Angel Has Fallen (7/10): Runtime 120 minutes. R. Better than its precursors. While this is damning with faint praise, despite all the silly gun battles this is an entertaining chase film until the formulaic ending, with a good supporting performance by Nick Nolte.

Cold Case Hammarskjöld (7/10): Runtime 123 minutes. NR. The plane crash that killed United Nations Secretary General Dag Hammarskjöld, while landing to attend a cease-fire conference about a civil war in the Congo in 1961, seemed fishy at the time.

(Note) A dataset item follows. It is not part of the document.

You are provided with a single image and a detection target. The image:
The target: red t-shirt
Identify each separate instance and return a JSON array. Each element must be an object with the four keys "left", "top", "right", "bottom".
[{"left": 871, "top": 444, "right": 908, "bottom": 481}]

Now director Mads Brügger and his accomplice, private investigator Göran Björkdahl, go on a quest to find out if Hammarskjöld was really murdered, and what they discover is shocking and incriminatory.

David Crosby: Remember My Name (7/10): Runtime 92 minutes. NR. This is a disjointed telling of the story of the folk rock singer/guitarist by himself through interviews and archival films, absent the music. He was so unlikeable that his former partners in Crosby, Stills, Nash, and Young refuse to speak to him.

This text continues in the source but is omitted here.